Suzanne releva ses paupières gonflées de pleurs et regarda son mari avec une touchante expression de reconnaissance.

– Pourquoi me parlez-vous ainsi ? dit-elle ; n’avez-vous pas été plein de tendresse pour moi et ne m’avez-vous pas aimée et protégée ?

M. d’Albergotti sourit tristement.

– J’étais près de la maison de Guillaume de Grinedal, un soir qu’un jeune homme se mourait de désespoir entre deux jeunes femmes qui pleuraient. L’une avait le costume d’une villageoise, l’autre portait le voile de mariée.

À ces mots, Suzanne effarée tomba sur ses genoux, elle cacha son visage dans les plis du drap.

– Pardonnez-moi, mon Dieu ! pardonnez-moi ! dit-elle d’une voix brisée par les sanglots.

– Et qu’ai-je à vous pardonner, pauvre femme ? Oui, j’ai bien souffert ce soir-là… Si votre main était à moi, votre cœur était à un autre !… Mais ne vous êtes-vous pas dévouée à consoler ma vieillesse ? ne vous ai-je pas toujours trouvée près de moi, tendre, affectueuse et charitable ?… Si j’ai souffert, c’est parce que je vous savais malheureuse ; si vous m’avez vu triste, c’est parce que j’avais brisé votre espérance et flétri votre jeunesse ! Vous êtes demeurée sainte et pure comme je vous ai trouvée ; qu’ai-je donc à vous pardonner ?

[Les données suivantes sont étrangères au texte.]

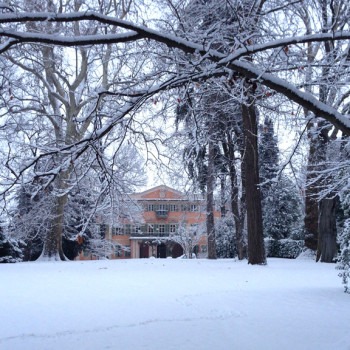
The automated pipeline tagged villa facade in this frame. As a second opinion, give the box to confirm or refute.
[80,185,220,259]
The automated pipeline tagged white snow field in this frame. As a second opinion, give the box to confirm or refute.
[0,259,350,350]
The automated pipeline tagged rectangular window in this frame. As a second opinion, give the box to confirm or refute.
[190,204,198,211]
[114,248,123,258]
[169,204,179,211]
[124,245,131,258]
[131,225,142,234]
[158,204,168,211]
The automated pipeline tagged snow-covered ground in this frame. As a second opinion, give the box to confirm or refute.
[0,259,350,350]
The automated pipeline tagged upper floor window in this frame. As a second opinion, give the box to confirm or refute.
[169,204,179,211]
[190,204,199,211]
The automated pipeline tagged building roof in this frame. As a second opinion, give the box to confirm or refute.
[130,185,203,201]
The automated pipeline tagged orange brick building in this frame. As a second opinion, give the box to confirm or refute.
[80,185,220,259]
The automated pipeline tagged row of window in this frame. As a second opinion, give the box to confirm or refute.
[112,224,179,235]
[146,204,199,212]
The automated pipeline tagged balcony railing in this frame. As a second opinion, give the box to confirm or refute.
[156,210,169,219]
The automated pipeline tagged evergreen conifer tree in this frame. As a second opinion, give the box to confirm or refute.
[337,219,350,293]
[0,222,23,263]
[259,118,301,240]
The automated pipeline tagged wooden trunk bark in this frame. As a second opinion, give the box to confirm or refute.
[39,195,67,260]
[304,138,319,251]
[39,170,70,260]
[316,197,338,263]
[206,140,216,259]
[242,104,266,265]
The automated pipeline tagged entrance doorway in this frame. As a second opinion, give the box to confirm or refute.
[140,243,149,259]
[171,243,184,258]
[157,243,166,259]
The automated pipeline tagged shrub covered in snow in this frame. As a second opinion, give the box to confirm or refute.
[264,238,304,259]
[0,232,23,263]
[337,219,350,294]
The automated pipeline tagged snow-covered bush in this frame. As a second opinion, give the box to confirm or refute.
[0,232,23,263]
[264,238,304,259]
[215,217,237,258]
[337,219,350,294]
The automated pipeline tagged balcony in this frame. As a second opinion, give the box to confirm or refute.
[155,209,169,219]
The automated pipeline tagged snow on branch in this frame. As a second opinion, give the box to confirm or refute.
[0,11,350,135]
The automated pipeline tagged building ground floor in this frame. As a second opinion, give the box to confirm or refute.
[77,235,207,260]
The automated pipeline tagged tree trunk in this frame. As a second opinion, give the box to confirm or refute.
[207,139,216,259]
[39,195,67,260]
[316,197,338,263]
[230,150,245,260]
[304,137,319,251]
[39,169,71,260]
[242,104,266,265]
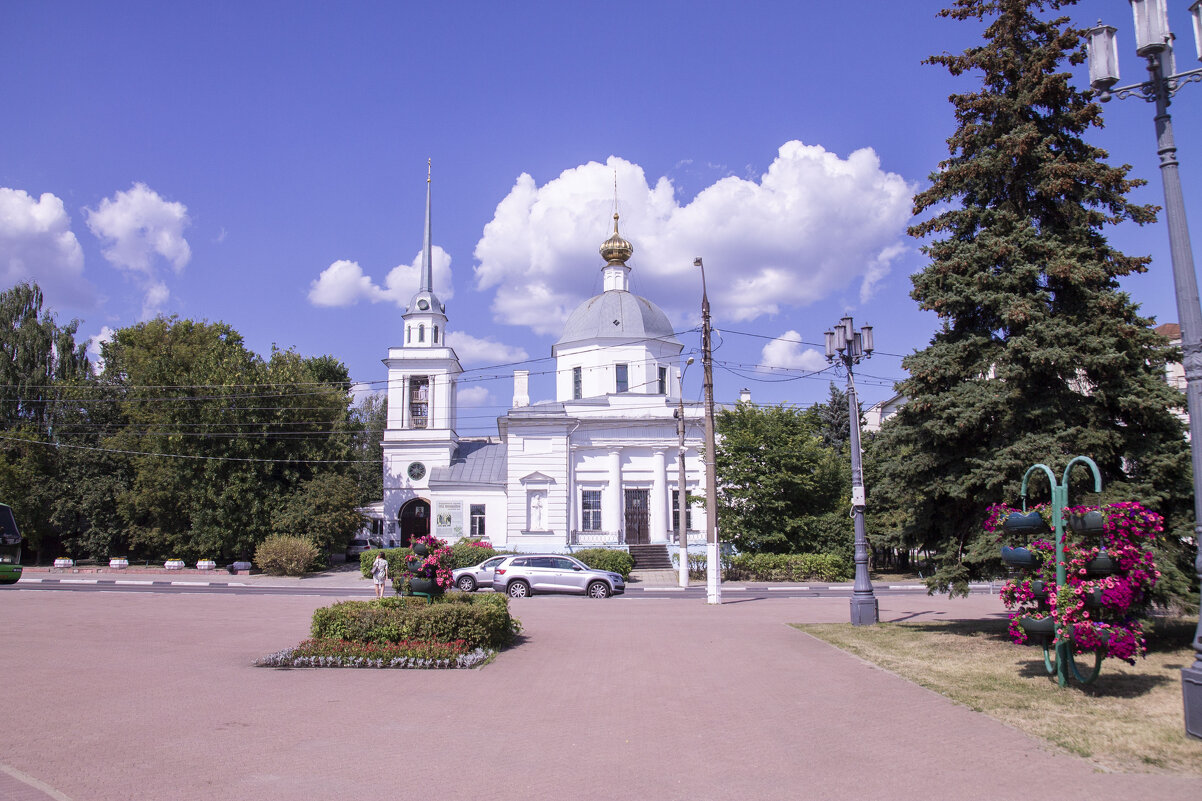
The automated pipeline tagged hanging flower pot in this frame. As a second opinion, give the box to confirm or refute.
[1069,510,1106,536]
[1001,511,1049,536]
[1085,550,1118,576]
[1018,616,1055,642]
[1001,545,1040,570]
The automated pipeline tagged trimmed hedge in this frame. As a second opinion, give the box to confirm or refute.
[572,548,635,579]
[726,553,853,581]
[310,591,522,648]
[255,534,320,576]
[672,553,855,581]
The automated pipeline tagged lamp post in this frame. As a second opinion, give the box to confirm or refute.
[676,356,692,587]
[826,318,880,625]
[1085,0,1202,737]
[692,257,722,604]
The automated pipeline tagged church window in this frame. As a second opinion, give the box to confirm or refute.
[409,375,430,428]
[672,490,692,532]
[581,490,601,532]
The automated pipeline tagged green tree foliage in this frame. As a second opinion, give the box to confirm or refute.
[99,318,352,559]
[875,0,1191,591]
[272,470,365,559]
[716,403,851,553]
[0,284,89,556]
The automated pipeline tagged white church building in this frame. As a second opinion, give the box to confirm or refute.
[370,175,706,552]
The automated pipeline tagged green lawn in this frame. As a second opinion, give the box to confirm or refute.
[796,610,1202,776]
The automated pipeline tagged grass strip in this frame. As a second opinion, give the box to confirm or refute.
[795,610,1202,776]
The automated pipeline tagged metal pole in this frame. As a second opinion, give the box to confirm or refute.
[677,357,692,587]
[844,360,880,625]
[692,259,722,604]
[1148,49,1202,737]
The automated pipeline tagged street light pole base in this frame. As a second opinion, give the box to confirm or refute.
[1182,666,1202,740]
[851,595,879,625]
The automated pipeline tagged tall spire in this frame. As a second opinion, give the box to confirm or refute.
[417,159,434,292]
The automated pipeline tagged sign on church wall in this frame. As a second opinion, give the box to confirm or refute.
[434,500,463,544]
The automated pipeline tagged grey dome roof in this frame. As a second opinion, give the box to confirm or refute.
[555,290,680,345]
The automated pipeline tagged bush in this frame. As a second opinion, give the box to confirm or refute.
[672,553,855,581]
[255,534,321,576]
[572,548,635,579]
[726,553,853,581]
[311,593,520,648]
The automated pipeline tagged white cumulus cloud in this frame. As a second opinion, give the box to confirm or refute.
[447,330,530,364]
[84,183,192,318]
[756,330,827,373]
[0,186,95,305]
[475,141,915,334]
[456,386,493,409]
[309,245,454,308]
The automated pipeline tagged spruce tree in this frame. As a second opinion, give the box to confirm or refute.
[874,0,1191,592]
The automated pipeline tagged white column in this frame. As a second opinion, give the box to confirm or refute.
[647,447,672,542]
[601,449,623,532]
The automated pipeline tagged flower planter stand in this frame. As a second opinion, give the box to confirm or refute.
[1001,545,1040,570]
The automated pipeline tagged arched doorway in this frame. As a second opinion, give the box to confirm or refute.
[398,498,430,548]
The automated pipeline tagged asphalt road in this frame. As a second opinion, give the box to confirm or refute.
[7,576,994,600]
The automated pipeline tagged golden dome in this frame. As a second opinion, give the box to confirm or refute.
[601,212,635,265]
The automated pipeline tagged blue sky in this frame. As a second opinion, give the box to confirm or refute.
[0,0,1202,434]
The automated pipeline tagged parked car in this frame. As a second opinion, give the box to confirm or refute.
[346,540,373,559]
[493,553,626,598]
[451,554,505,593]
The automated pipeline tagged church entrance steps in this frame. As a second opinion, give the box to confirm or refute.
[626,545,673,570]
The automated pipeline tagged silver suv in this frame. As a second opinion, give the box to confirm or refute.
[493,553,626,598]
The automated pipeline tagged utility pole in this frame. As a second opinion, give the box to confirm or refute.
[692,257,722,604]
[826,318,880,625]
[677,356,692,587]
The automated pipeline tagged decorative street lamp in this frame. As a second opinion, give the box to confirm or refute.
[697,256,722,604]
[826,318,880,625]
[676,356,692,587]
[1085,0,1202,737]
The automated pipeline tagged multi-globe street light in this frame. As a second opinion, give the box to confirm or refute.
[826,318,880,625]
[1085,0,1202,737]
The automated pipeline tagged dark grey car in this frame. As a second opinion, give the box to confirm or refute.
[493,553,626,598]
[451,554,505,593]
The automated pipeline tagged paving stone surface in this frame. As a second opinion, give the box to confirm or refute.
[0,591,1198,801]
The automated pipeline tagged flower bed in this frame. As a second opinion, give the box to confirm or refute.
[984,503,1164,664]
[255,639,492,669]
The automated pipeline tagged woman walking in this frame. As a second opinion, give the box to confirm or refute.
[371,551,388,598]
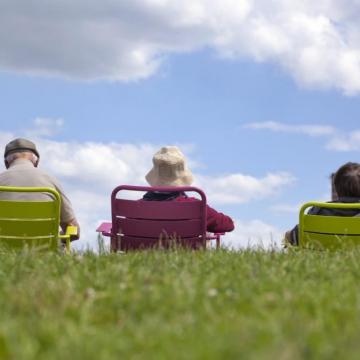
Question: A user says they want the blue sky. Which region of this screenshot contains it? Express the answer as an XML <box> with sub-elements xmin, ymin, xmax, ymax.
<box><xmin>0</xmin><ymin>0</ymin><xmax>360</xmax><ymax>246</ymax></box>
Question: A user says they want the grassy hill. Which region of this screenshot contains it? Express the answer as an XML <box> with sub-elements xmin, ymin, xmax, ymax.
<box><xmin>0</xmin><ymin>251</ymin><xmax>360</xmax><ymax>360</ymax></box>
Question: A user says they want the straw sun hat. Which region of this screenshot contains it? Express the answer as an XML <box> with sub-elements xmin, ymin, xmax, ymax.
<box><xmin>146</xmin><ymin>146</ymin><xmax>193</xmax><ymax>186</ymax></box>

Suzanne, agenouillée au bord du lit, pleurait sur les mains tremblantes de M. d’Albergotti. Elle était sans voix pour répondre, mais la bonté du vieillard entrait dans son cœur et la remplissait à la fois de reconnaissance et d’affliction.

– Relevez-vous, Suzanne, lui dit M. d’Albergotti… Encore un peu de courage et de résignation… Vous serez libre bientôt.

– Oh ! monsieur ! fit Suzanne avec un doux accent de reproche.

– Laissez faire la volonté de Dieu, pauvre affligée ; il n’y a point d’amertume dans mes paroles, reprit le vieil officier ; je n’ai plus d’avenir ; il faut que la jeunesse aille à la jeunesse. Relevez-vous, Suzanne, et mettez tout votre espoir en Dieu.

Tandis que ces choses se passaient à Compiègne, Mme de Châteaufort poussait droit sur Paris. Elle ne descendit de voiture que pour monter chez M. de Louvois. Aux premiers mots qu’elle lui toucha de l’affaire qui l’avait amenée à Paris, le ministre l’arrêta.

– Belle-Rose vous doit la vie une fois déjà… Il ne vous devra pas autre chose.

Mme de Châteaufort laissa échapper un geste d’étonnement.

– Oh ! reprit M. de Louvois, la mémoire est une des servitudes de ma profession : je n’oublie rien. Le nouveau crime de Belle-Rose n’est pas de ceux pour lesquels on décapite un homme, mais il est suffisant pour qu’on en retienne dix en prison leur vie durant. Il est à la Bastille, il y restera.